This repository, created by Ismail Ouahbi , contains various implementations of unsupervised machine learning algorithms. The main file in this repository is a Jupyter notebook named "Clustering algorithms (testing & comparing)".
The main objective of the analysis is to develop a customer segmentation to define marketing strategy. The sample dataset summarizes the usage behavior of about 9000 active credit card holders during the last 6 months. The file is at a customer level with 18 behavioral variables.
- Business Understanding: Define the problem and desired outcomes.
- Exploratory Data Analysis (EDA): Understand the data, find patterns, spot anomalies, test hypotheses, and check assumptions.
- Outlier Detection: Identify unusual data points in the dataset.
- Via Visualizations: Use graphical representations of the data to identify potential outliers.
- Univariate Outlier Detection: Detect outliers in one variable.
- Multivariate Outlier Detection: Detect outliers in multiple variables.
- Via Statistics: Use statistical measures to identify potential outliers.
- Via Visualizations: Use graphical representations of the data to identify potential outliers.

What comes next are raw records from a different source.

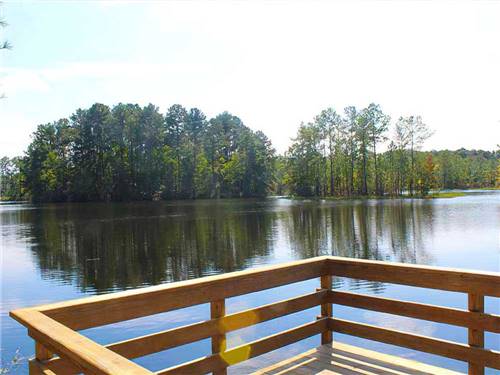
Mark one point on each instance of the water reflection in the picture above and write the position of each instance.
(105, 247)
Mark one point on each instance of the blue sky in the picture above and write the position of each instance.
(274, 64)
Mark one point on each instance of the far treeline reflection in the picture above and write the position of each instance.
(103, 247)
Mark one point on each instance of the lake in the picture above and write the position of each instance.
(56, 252)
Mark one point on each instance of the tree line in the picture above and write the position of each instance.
(129, 152)
(338, 154)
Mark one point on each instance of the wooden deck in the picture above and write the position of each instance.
(346, 359)
(61, 349)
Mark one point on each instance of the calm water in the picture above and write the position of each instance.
(63, 251)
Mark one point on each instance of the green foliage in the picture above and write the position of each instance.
(130, 152)
(338, 156)
(133, 153)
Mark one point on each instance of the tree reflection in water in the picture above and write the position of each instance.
(104, 247)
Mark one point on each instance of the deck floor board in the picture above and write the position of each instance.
(343, 359)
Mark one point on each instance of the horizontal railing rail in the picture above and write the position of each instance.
(62, 350)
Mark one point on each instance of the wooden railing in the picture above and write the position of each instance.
(62, 350)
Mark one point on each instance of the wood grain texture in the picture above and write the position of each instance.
(484, 283)
(115, 307)
(148, 344)
(476, 320)
(243, 352)
(217, 311)
(343, 359)
(85, 353)
(488, 358)
(326, 308)
(476, 336)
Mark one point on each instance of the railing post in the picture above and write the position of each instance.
(476, 337)
(218, 310)
(326, 309)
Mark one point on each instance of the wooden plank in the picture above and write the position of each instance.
(36, 367)
(476, 320)
(326, 308)
(243, 352)
(156, 342)
(485, 283)
(116, 307)
(359, 360)
(218, 310)
(89, 356)
(461, 352)
(476, 336)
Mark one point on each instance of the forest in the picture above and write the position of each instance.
(129, 152)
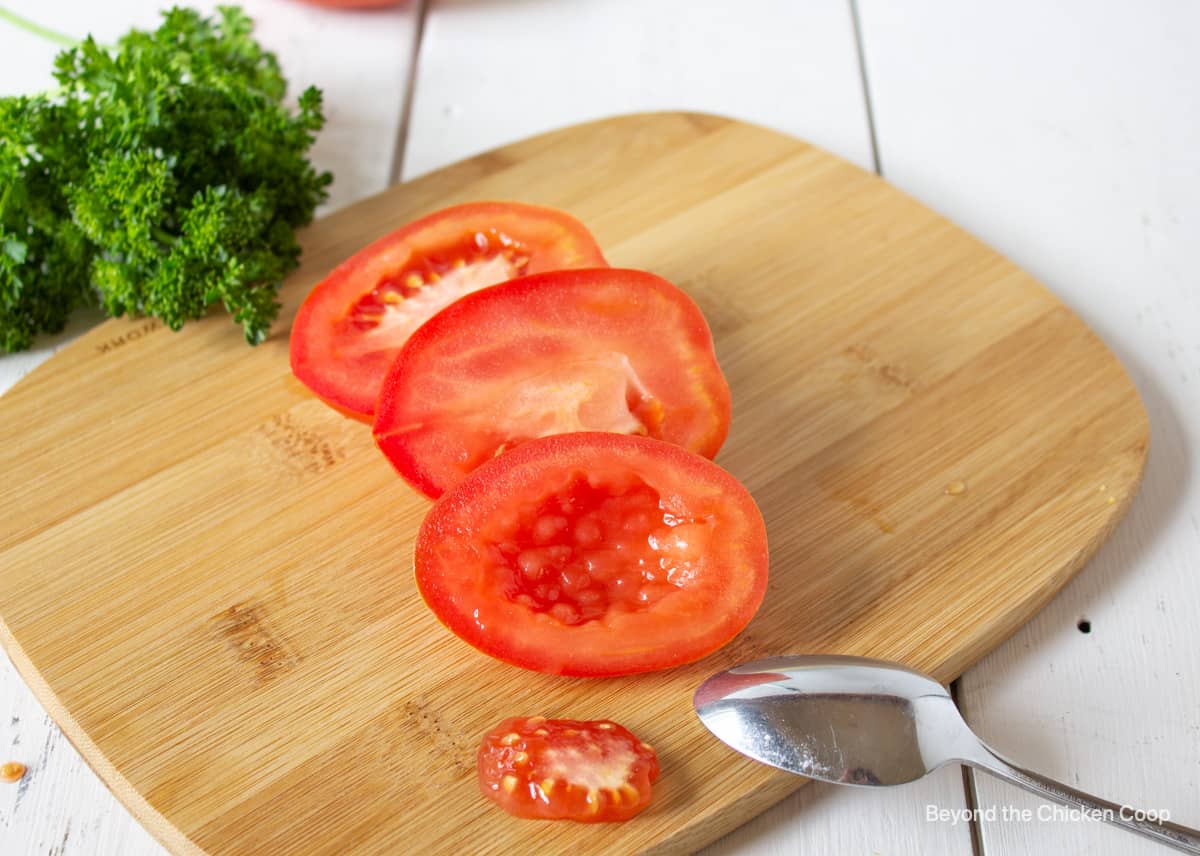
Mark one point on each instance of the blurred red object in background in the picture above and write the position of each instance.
(353, 4)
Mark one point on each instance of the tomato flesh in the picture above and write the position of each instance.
(594, 554)
(601, 349)
(593, 548)
(354, 322)
(565, 768)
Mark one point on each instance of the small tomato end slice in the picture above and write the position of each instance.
(567, 770)
(601, 349)
(594, 555)
(353, 323)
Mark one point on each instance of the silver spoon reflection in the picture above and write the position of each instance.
(858, 722)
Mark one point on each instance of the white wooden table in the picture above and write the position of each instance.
(1066, 135)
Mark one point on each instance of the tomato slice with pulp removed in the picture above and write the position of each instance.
(594, 555)
(355, 319)
(564, 768)
(603, 349)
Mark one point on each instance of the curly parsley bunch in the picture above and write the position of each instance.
(163, 177)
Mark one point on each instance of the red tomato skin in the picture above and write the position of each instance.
(351, 387)
(516, 770)
(699, 411)
(459, 584)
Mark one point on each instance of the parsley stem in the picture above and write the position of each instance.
(37, 29)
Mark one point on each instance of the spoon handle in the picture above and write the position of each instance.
(1126, 816)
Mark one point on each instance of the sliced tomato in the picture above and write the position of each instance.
(352, 324)
(565, 768)
(594, 554)
(603, 349)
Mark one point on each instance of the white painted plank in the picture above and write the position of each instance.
(360, 61)
(495, 72)
(60, 806)
(827, 819)
(1066, 136)
(492, 73)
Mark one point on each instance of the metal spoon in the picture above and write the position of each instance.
(861, 722)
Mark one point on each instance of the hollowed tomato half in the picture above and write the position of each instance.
(603, 349)
(353, 323)
(594, 555)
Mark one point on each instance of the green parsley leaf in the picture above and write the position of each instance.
(163, 177)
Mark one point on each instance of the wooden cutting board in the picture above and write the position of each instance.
(205, 574)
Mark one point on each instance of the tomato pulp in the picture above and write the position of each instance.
(353, 323)
(564, 768)
(603, 349)
(594, 555)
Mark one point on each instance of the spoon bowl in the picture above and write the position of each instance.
(853, 720)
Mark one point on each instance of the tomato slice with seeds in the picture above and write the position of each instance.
(355, 319)
(603, 349)
(594, 555)
(565, 768)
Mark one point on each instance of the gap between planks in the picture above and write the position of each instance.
(406, 105)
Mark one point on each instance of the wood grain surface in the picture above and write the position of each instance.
(205, 574)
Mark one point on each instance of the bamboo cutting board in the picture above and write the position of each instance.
(205, 573)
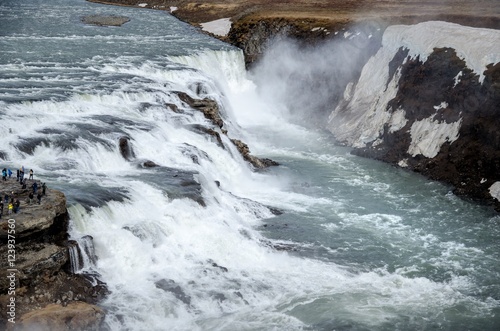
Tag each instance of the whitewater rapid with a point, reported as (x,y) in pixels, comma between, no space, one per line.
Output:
(204,241)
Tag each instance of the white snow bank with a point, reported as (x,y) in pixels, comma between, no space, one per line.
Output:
(362,119)
(495,190)
(428,135)
(477,47)
(218,27)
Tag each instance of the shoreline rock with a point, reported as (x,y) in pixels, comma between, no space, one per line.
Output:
(36,269)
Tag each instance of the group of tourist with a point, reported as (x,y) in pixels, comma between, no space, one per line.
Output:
(11,202)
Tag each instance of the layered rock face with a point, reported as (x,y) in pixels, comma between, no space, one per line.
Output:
(429,101)
(35,268)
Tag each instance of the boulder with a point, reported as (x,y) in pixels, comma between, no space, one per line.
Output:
(125,149)
(54,317)
(255,161)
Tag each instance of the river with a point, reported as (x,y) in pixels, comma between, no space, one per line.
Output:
(358,245)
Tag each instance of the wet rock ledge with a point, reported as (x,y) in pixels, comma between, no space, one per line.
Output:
(37,287)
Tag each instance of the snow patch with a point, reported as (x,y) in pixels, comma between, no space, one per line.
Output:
(398,120)
(367,109)
(458,78)
(495,190)
(218,27)
(476,46)
(428,135)
(403,163)
(442,105)
(348,91)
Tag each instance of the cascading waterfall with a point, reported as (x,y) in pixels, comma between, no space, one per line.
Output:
(82,254)
(202,241)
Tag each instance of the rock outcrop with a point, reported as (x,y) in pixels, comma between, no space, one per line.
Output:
(35,270)
(54,317)
(434,112)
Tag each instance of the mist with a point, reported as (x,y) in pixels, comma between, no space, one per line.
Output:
(310,79)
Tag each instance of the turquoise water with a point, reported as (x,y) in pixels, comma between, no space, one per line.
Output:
(360,245)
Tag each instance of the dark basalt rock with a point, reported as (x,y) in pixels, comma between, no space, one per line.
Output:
(149,164)
(207,106)
(168,285)
(42,264)
(471,163)
(125,149)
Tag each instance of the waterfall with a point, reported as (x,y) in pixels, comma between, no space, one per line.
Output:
(81,254)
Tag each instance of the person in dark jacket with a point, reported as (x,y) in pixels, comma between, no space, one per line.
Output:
(17,204)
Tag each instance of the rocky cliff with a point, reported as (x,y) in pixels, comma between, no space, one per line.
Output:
(429,101)
(35,268)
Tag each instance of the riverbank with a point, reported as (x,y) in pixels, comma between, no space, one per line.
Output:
(36,283)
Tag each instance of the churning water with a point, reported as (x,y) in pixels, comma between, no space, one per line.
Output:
(360,245)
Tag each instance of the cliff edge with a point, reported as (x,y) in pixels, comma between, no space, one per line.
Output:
(37,288)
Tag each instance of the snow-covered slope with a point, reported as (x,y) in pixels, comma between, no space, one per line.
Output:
(430,93)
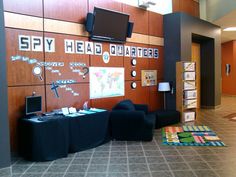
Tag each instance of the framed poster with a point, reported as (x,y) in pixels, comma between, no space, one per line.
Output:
(149,77)
(106,82)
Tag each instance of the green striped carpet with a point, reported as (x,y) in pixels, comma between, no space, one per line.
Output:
(190,136)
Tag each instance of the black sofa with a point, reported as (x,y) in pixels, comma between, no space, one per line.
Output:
(131,122)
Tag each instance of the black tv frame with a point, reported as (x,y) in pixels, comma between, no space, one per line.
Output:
(26,105)
(90,24)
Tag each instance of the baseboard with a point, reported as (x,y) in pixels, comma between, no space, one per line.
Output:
(210,107)
(6,171)
(227,95)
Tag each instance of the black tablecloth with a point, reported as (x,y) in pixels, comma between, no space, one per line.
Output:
(52,138)
(88,131)
(44,140)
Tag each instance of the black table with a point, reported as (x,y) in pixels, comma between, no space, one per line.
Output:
(55,137)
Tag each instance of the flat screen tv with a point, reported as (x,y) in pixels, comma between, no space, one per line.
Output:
(109,25)
(33,104)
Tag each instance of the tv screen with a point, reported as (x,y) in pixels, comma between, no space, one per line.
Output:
(33,104)
(109,25)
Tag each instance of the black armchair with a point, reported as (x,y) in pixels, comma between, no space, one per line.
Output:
(132,122)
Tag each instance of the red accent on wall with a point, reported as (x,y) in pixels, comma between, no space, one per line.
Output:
(29,7)
(73,10)
(229,57)
(190,7)
(139,17)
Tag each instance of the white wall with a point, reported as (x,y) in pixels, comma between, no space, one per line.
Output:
(161,7)
(215,9)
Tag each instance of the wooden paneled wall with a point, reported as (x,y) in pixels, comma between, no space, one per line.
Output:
(190,7)
(64,20)
(229,57)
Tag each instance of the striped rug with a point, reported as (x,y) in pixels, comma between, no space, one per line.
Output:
(190,136)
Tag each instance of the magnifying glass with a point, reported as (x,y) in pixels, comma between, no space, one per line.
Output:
(37,71)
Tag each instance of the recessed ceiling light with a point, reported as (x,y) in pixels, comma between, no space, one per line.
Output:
(230,29)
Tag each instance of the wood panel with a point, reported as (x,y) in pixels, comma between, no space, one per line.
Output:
(73,10)
(13,20)
(29,7)
(19,72)
(155,24)
(175,5)
(106,103)
(142,64)
(16,105)
(158,64)
(115,61)
(140,95)
(66,72)
(139,17)
(228,57)
(197,58)
(107,4)
(66,97)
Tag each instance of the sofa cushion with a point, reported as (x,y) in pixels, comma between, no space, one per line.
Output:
(125,105)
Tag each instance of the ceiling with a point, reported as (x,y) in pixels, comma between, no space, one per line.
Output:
(228,20)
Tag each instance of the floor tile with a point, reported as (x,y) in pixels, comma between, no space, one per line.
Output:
(198,165)
(162,174)
(118,160)
(138,167)
(74,174)
(205,173)
(155,159)
(77,168)
(137,160)
(96,175)
(97,168)
(118,168)
(139,174)
(158,167)
(178,166)
(19,168)
(57,168)
(118,175)
(184,174)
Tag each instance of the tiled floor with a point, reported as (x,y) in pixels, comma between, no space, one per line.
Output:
(148,159)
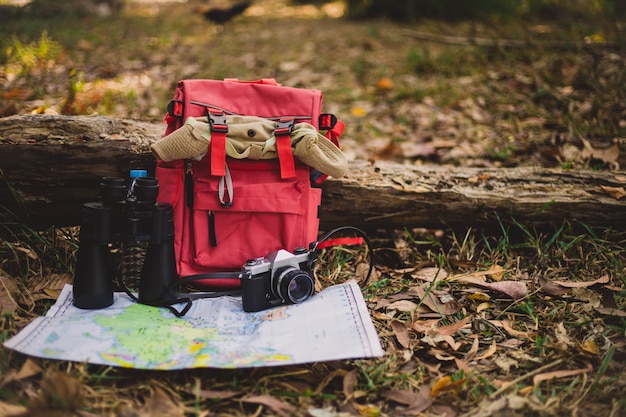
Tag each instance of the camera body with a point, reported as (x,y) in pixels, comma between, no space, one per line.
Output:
(279,278)
(121,219)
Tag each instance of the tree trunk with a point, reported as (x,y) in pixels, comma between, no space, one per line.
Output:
(55,164)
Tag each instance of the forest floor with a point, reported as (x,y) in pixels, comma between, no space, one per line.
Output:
(420,93)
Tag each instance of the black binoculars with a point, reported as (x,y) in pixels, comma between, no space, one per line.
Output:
(124,219)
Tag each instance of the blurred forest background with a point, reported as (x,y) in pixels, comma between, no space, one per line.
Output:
(483,82)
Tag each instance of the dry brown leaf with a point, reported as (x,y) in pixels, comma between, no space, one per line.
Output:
(216,395)
(277,406)
(590,346)
(551,288)
(424,326)
(614,312)
(609,154)
(462,365)
(445,384)
(161,405)
(474,349)
(506,325)
(417,402)
(349,383)
(8,293)
(451,329)
(497,274)
(11,410)
(59,391)
(402,333)
(480,275)
(582,284)
(433,301)
(614,192)
(430,274)
(366,410)
(403,305)
(560,374)
(490,351)
(30,368)
(514,289)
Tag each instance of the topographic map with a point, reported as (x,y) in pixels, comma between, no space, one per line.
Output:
(216,333)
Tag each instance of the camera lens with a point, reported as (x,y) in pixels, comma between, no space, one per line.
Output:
(294,285)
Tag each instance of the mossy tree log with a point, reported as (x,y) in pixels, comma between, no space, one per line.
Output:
(55,164)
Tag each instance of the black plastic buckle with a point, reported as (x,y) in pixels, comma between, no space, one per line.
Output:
(218,122)
(284,127)
(327,121)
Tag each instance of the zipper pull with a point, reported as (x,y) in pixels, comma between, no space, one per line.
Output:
(189,184)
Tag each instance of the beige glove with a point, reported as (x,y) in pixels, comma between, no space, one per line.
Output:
(251,137)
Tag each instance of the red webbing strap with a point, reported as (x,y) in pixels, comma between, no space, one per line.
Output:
(283,147)
(334,128)
(340,241)
(219,129)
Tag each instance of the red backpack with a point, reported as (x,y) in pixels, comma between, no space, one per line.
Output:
(227,211)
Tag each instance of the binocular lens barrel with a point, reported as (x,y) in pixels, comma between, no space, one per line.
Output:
(146,189)
(93,283)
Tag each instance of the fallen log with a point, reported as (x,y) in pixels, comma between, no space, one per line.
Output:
(55,163)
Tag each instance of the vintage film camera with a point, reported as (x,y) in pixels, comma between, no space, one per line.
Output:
(279,278)
(117,220)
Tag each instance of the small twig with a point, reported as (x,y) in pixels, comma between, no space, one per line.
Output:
(504,43)
(526,376)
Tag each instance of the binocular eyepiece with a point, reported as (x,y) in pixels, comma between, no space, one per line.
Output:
(124,215)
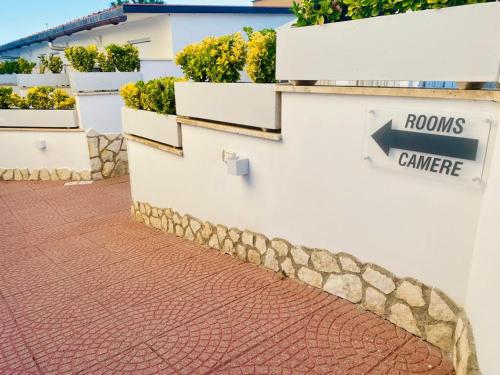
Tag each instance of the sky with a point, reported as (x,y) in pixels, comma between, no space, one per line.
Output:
(21,18)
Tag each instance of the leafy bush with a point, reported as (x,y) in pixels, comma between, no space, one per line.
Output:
(261,55)
(5,97)
(82,58)
(55,64)
(124,58)
(37,98)
(318,12)
(19,101)
(40,97)
(18,66)
(214,59)
(156,95)
(131,94)
(24,66)
(104,62)
(62,100)
(44,64)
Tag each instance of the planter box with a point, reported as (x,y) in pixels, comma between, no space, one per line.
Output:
(48,79)
(8,79)
(154,126)
(452,44)
(248,104)
(38,118)
(101,81)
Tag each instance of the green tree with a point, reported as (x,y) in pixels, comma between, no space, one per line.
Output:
(121,2)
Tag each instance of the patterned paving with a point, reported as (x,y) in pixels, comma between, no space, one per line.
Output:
(83,290)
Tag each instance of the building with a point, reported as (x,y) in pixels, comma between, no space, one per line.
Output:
(158,31)
(274,3)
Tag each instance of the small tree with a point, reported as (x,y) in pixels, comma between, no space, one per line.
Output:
(121,2)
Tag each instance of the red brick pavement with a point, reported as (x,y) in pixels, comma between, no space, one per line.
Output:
(85,290)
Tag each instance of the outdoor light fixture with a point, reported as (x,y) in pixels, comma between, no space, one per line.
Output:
(41,144)
(235,165)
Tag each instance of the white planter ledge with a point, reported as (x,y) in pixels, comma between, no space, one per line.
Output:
(153,126)
(38,118)
(249,104)
(47,79)
(453,44)
(101,81)
(8,79)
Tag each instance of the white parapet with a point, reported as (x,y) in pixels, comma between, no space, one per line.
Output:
(248,104)
(101,81)
(453,44)
(150,125)
(47,79)
(38,118)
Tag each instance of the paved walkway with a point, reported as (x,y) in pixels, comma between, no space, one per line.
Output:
(85,290)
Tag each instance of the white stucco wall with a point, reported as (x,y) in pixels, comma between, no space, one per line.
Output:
(483,304)
(189,28)
(100,111)
(64,150)
(315,189)
(168,34)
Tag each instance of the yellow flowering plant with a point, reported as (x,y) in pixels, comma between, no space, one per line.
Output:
(214,59)
(261,55)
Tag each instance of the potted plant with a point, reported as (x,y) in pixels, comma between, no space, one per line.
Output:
(11,68)
(104,70)
(391,40)
(214,66)
(42,107)
(50,69)
(150,111)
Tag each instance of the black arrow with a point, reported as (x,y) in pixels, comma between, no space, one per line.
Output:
(444,145)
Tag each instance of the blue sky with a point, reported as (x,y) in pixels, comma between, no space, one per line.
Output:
(20,18)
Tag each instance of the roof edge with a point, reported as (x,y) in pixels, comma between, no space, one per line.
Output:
(118,14)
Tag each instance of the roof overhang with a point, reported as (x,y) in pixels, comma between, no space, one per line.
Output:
(114,16)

- Modeling part: Clustering techniques using
K-Means
,Agglomerative clustering
, andDBSCAN
for outliers detection.
To clone and run this application, you'll need Git installed on your computer. From your command line:
# Clone this repository
$ git clone https://github.com/ismailouahbi/UnsupervisedML.git
# Go into the repository
$ cd UnsupervisedML
# Install dependencies
$ pip install -r requirements.txt
# Run the app
$ jupyter notebook
Contributions are what make the open-source community such an amazing place to learn, inspire, and create. Any contributions you make are greatly appreciated.
Fork the Project Create your Feature Branch (git checkout -b newFeature) Commit your Changes (git commit -m 'Add some AmazingFeatures') Push to the Branch (git push origin AmazingFeature) Open a Pull Request
The code in this project is licensed under MIT license.